Weeeell... I've gotten a little bit of a different perspective on this since working at a company with very high code quality standards (at least for new code). There is practically no observable code review happening. I'm sure Dimitrios and Simon PJ review most of each other's code every now and then, but overall there is very little code review happening (and no formal, recorded code review whatsoever). Cleaning up the GHC code base is a huge task -- it uses lots of dirty tricks (global variables, hash tables, unique generation is non-deterministic, ...) which often complicate efforts tremendously (I tried). The lack of a unit tests doesn't help (just rewriting code so that it can be tested would help quite a bit). Don't get me wrong, I certainly appreciate the work the GHC team is doing, but GHC strikes a fine balance between industrial needs and research needs.
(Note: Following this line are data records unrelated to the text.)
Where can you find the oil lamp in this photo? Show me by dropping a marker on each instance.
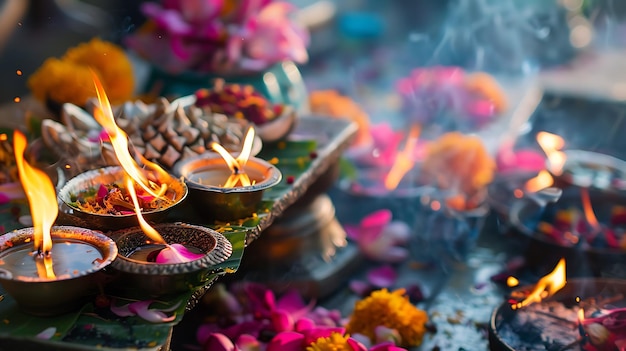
(100, 198)
(49, 270)
(224, 187)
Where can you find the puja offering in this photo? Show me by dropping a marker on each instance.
(224, 187)
(49, 270)
(272, 122)
(141, 266)
(557, 315)
(163, 132)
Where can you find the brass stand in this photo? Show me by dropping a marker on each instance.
(305, 248)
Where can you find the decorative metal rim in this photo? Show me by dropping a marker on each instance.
(220, 252)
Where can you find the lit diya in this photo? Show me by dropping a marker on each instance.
(49, 270)
(224, 187)
(101, 198)
(559, 314)
(165, 258)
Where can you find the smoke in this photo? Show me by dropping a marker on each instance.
(499, 36)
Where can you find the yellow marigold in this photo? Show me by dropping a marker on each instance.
(68, 79)
(392, 310)
(335, 342)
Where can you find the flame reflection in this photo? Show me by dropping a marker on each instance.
(236, 165)
(404, 160)
(551, 144)
(43, 206)
(546, 286)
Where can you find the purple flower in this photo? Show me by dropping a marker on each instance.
(380, 238)
(208, 35)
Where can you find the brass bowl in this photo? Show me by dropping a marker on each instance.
(67, 292)
(215, 202)
(137, 278)
(106, 222)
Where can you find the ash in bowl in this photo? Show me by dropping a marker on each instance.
(539, 327)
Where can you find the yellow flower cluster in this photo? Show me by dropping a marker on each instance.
(335, 342)
(392, 310)
(69, 79)
(462, 164)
I'm just wondering whether the balance is always right.
Answering your specific issues:
1) Yes, it's a lot of work. Probably not half as much as you'd think though, see my previous mail about walking in the footsteps of giants. But beyond that, I think it's work that truly needs to be done, for the greater good of Haskell.
Right OutsideIn(X) (the Journal paper description, not the ICFP'09 version) seems like the right way to go. I wasn't aware of the other paper (the original work on bidirectional type inference seemed very unpredictable in terms of when type annotations are needed, so I'm looking forward to how this new paper handles things).
2) Well, I think I've done a reasonably good job keeping haskell-src-exts up to date so far, even if the last year has been pretty bad in that regard (writing a PhD thesis will do that to you). I'll keep doing it for the type checker as well. But I am but one man, so if anyone else feels like joining the project then they are more than welcome to.
Sort-of-3) Yes, both implementation and maintenance are likely going to be far more costly than the alternative to do a translation via the GHC API. I'm not interested in that alternative though.
Fair enough. As I am interested in building reliable (and maintainable) development tools my priorities are obviously different. For that purpose, using two different implementations can lead to very confusing issues for the user (that's why I was asking about bug compatibility). Apart from the bus factor, there is also the bitrotting issue due to GHC's high velocity. For example, even though HaRe does build again it doesn't support many commonly used GHC extensions and it is difficult to add them into the existing code base (which isn't pretty). Anyway, good luck with your endeavours. / Thomas -- Push the envelope. Watch it bend.